Real World Experiences
John initially speaks with faculty from political science, diplomacy, and economics and begins framing and formulating research questions around the impact of interstate governance to resolve water conflicts in the ACF basin. Jane starts exploring an optimal water allocation model by discussing with faculty from hydrologic sciences, biology, and systems. Through their active participation in IGERT colloquium, John and Jane gradually starts developing an appreciation that interstate governance and an optimal water allocation model among competing needs for the ACF basin cannot be solved independently without input from relevant stakeholders and a nuanced understanding of the multifaceted nature of the conflict. Both decide to work with our external partners from USGS and SFWMD to get a deeper understanding for real world complexities of the ACF basin.
While we expect PhD dissertation questions to emerge from active deliberations of the students, faculty, and external partners, here are a few example research questions John and Jane are likely to explore within the context of the ACF and the Ganges water issues: What roles can a third party (e.g., neutral mediator or an international institution like World Bank) play in resolving transboundary water conflicts in the Ganges? How can emerging technologies such as satellite remote sensing contribute to the resolution of water conflicts? Can satellite measured global or regional rainfall products and stream flow or groundwater movement patterns overcome data exchange or reliability/credibility issues between upstream and downstream neighbors? Why did joint fact finding fail in helping stakeholders reaching an agreement for the ACF water disputes? How did the lack of effective inter-state governance shape the evolution of the ACF dispute? These questions will be refined through real-world field work and cross-disciplinary interactions.
Jane and John come back from working in a real-world setting with a nuanced understanding of water issues and write journal papers, present their findings at national and international meetings, help to refine IGERT courses and colloquium content for the next cohort of IGERT students and complete their PhD dissertations.

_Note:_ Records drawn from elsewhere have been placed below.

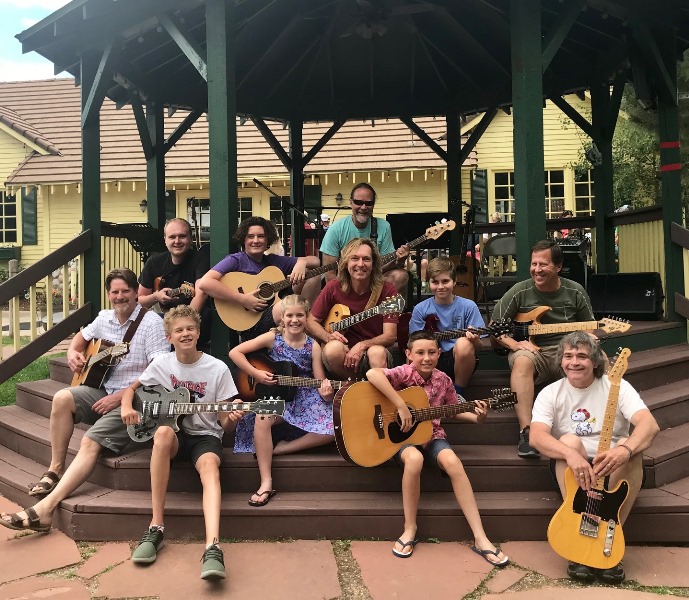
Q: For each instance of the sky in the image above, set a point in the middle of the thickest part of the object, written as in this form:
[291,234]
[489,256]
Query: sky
[15,17]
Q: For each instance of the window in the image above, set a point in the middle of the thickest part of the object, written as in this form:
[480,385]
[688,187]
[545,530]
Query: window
[8,218]
[504,194]
[584,197]
[554,193]
[281,218]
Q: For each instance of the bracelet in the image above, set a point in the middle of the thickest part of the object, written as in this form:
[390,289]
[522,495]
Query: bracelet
[628,449]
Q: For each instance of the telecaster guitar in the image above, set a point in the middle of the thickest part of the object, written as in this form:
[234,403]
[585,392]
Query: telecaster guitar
[100,356]
[367,429]
[156,406]
[339,318]
[283,371]
[586,529]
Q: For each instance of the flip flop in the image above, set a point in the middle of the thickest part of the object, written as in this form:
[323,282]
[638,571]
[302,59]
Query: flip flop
[485,553]
[268,496]
[411,544]
[17,523]
[44,487]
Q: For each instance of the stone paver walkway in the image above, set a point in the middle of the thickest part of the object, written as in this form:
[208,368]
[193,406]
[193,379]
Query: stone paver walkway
[52,566]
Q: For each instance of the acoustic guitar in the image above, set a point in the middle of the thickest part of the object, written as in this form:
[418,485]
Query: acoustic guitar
[101,356]
[367,427]
[340,318]
[527,325]
[186,289]
[283,372]
[156,407]
[586,529]
[271,280]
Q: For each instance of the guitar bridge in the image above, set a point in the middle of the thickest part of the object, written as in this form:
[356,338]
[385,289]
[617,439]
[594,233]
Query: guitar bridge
[378,422]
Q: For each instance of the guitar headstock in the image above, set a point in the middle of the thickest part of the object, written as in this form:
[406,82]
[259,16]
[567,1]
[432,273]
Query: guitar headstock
[435,231]
[269,406]
[501,327]
[620,367]
[392,305]
[501,399]
[613,325]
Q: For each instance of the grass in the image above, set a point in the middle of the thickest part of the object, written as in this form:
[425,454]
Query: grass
[39,369]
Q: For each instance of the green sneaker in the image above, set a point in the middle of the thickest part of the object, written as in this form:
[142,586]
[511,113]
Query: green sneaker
[213,566]
[147,550]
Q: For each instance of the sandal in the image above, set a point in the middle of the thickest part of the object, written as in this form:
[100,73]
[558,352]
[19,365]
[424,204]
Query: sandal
[268,496]
[17,523]
[44,487]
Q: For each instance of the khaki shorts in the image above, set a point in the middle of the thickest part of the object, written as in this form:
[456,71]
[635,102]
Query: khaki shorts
[106,430]
[545,363]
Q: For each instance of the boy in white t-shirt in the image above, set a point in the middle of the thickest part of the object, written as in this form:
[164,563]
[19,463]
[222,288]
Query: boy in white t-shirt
[199,438]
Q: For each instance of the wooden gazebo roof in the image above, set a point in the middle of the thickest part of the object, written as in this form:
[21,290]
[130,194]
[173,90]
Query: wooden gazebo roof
[341,59]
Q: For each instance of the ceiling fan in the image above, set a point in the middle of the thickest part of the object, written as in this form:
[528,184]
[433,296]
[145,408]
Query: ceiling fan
[374,17]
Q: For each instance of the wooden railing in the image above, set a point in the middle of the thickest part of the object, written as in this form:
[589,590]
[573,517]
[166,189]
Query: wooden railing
[29,282]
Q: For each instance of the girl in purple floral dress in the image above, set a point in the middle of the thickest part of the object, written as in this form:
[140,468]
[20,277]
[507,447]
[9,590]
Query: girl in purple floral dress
[309,414]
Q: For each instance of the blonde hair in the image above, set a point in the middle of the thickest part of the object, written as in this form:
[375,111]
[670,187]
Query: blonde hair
[179,312]
[291,300]
[352,246]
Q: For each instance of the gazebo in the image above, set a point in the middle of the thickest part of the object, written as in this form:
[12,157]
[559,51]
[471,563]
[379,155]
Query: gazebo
[307,60]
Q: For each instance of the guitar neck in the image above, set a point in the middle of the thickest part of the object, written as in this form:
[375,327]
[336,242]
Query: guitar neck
[387,258]
[357,318]
[542,329]
[285,283]
[309,382]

Jane and John graduate from their respective departments with the insight and expertise to apply their skills to real world problems by formulating and framing questions using multiple perspectives.
Jane finds engineering solutions to regional water problems that are acceptable to the infrastructure and stakeholders at each affected local level within the region. John chooses to work as a senior advisor within the federal government and communicates with the scientists and engineers who consult top officials on regional water needs and infrastructure, water users, and policy makers, so that water management decisions and resource development are founded upon strong science and the interests of relevant stakeholders.